2. Brandon (John Dall) in Rope is a modern-day Raskolnikov. Like Dostoyevsky's protagonist, Brandon is a sociopath who sees murder as a matter of intellect and class. If a man is superior to his fellow in smarts and breeding, and if he has sufficient skill to pull off the perfect murder, then it's just the natural order of things and no crime at all. Brandon convinces his friend Philip to help commit a murder for the sheer experience of it. They dare themselves further by inviting the deceased's friends and family to come dine over the corpse, hidden in a chest. Professor Caldwell (Jimmy Stewart) gets suspicious, which doesn't worry Brandon a whit, because he actually believes the professor will be impressed with their accomplishment. When Jimmy Stewart finds out what happened and spits "Brandon!" with utter contempt, their intellectual walls come tumbling down.

3. Two Strangers on a Train, Bruno and Guy, get to talking. Guy is a minor celebrity, a tennis pro. His evil wife has dragged their failing marriage into the tabloids. Bruno, socially inept, tends to prattle. Guy tries to be polite but is happy to cut the conversation off as expediently as possible -- say, by not disagreeing with Bruno's crazy theories on trading favors. The next time Guy sees Bruno, it's late at night in another city near Guy's girlfriend's house. Bruno comes out of the shadows to announce that he has just killed Guy's horrible wife and now expects Guy to return the favor by murdering his father. Bruno is attached to Guy like a leech, with a tight and damning alibi that prevents Guy from getting help above the law.

4. The London Strangler is 1972's answer to Jack the Ripper. He gets his victim alone, strangles her with his necktie, and then leaves her body to be found. The killer isn't revealed immediately, but Frenzy is not a whodunit (none of Hitchcock's movies are -- he's the master of suspense, not the master of surprise). We know it's not Jon Finch's character because he's the falsely-accused protagonist; it turns out to be the one man who believes him: the dapper-dressed fruit seller (Barry Foster), whose concern for Finch's character seems genuine. Hitchcock was able to be more graphic in his later films, and he didn't abuse the privilege. We actually see the murder in Frenzy, and that's the point. It's not the villain's M.O. that puts him in the Macabre 5, but rather the satisfaction he gets from a good strangling. Hitchcock and Foster show us the killer's transition from wound-up and tense before and during the murder, to post-coitally relaxed and fulfilled when he's done.
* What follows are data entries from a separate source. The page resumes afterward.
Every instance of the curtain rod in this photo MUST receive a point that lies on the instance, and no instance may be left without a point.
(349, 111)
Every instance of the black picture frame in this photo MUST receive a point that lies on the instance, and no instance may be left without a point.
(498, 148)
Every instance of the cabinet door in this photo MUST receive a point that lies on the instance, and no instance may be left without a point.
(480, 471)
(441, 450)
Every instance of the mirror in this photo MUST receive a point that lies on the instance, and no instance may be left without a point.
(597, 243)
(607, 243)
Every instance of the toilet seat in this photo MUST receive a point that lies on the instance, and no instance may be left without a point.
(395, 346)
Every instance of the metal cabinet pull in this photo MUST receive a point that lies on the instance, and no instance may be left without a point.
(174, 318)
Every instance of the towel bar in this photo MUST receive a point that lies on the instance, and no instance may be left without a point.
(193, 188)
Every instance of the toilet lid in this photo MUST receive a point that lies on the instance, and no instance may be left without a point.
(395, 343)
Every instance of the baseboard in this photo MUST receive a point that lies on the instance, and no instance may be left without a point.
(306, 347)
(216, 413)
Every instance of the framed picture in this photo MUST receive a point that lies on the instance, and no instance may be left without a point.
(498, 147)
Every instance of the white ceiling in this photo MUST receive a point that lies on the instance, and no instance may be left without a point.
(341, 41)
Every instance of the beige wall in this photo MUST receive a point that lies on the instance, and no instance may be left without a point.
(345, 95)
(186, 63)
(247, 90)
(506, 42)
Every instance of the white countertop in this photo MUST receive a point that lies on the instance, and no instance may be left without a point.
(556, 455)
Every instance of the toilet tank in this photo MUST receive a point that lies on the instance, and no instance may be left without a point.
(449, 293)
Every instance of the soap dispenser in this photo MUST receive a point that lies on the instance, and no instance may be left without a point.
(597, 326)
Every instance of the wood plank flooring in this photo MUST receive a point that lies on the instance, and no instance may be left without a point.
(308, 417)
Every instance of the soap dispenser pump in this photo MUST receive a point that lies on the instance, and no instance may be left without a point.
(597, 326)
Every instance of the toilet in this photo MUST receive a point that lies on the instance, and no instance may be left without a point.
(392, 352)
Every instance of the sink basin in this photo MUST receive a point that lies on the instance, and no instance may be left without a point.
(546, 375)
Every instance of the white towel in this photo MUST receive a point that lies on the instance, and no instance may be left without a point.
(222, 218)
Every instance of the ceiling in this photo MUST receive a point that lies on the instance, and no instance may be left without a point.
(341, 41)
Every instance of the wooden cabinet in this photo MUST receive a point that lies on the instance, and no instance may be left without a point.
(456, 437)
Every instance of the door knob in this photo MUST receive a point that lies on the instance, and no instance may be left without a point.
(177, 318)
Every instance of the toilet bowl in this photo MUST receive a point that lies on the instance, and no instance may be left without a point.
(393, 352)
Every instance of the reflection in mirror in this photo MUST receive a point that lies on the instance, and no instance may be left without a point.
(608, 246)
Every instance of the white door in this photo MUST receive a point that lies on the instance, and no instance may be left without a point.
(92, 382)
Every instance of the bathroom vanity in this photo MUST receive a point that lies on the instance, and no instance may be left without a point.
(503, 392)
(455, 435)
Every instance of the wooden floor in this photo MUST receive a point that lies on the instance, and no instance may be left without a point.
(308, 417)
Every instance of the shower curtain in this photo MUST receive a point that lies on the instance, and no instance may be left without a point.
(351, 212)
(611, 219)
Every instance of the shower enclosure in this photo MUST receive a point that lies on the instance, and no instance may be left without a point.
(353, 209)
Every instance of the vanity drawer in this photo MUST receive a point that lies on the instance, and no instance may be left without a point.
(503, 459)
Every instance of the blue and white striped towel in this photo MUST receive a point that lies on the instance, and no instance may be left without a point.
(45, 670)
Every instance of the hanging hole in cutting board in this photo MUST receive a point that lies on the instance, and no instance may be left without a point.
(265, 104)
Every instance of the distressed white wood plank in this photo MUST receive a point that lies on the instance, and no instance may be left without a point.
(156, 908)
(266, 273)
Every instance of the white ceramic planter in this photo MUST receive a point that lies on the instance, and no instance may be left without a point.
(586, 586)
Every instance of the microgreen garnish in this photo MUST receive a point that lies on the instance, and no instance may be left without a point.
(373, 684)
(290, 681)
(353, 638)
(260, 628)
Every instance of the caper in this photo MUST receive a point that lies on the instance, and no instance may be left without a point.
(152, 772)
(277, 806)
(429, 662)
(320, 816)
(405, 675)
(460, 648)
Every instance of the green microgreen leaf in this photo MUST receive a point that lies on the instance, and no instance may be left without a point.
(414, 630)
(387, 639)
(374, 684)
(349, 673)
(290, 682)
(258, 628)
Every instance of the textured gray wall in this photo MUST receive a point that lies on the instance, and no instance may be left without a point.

5. The birds in The Birds make the list because their behavior is so completely, plausibly unexplained. Not all birds flock, but for brief spells over the course of a weekend, a hive mind seems to take over the sparrows, gulls, crows, and ravens of Bodega Bay. They not only flock, they swarm like locusts. There is apparent purpose and malice to the swarms, yet there is no possible explanation. When a swarming crow gets caught in your hair, it doesn't matter whether the bird is attacking you personally, or whether it's just part of the repulsive chaos. Like Godzilla and its cinematic descendants, The Birds injects a dose of humility into man's apparent understanding of nature. But unlike Godzilla, The Birds is not a cautionary tale; there is no comforting message to be learned. The birds fail to kill our protagonists, but the sheer randomness of their swarming wreaks havoc on their souls.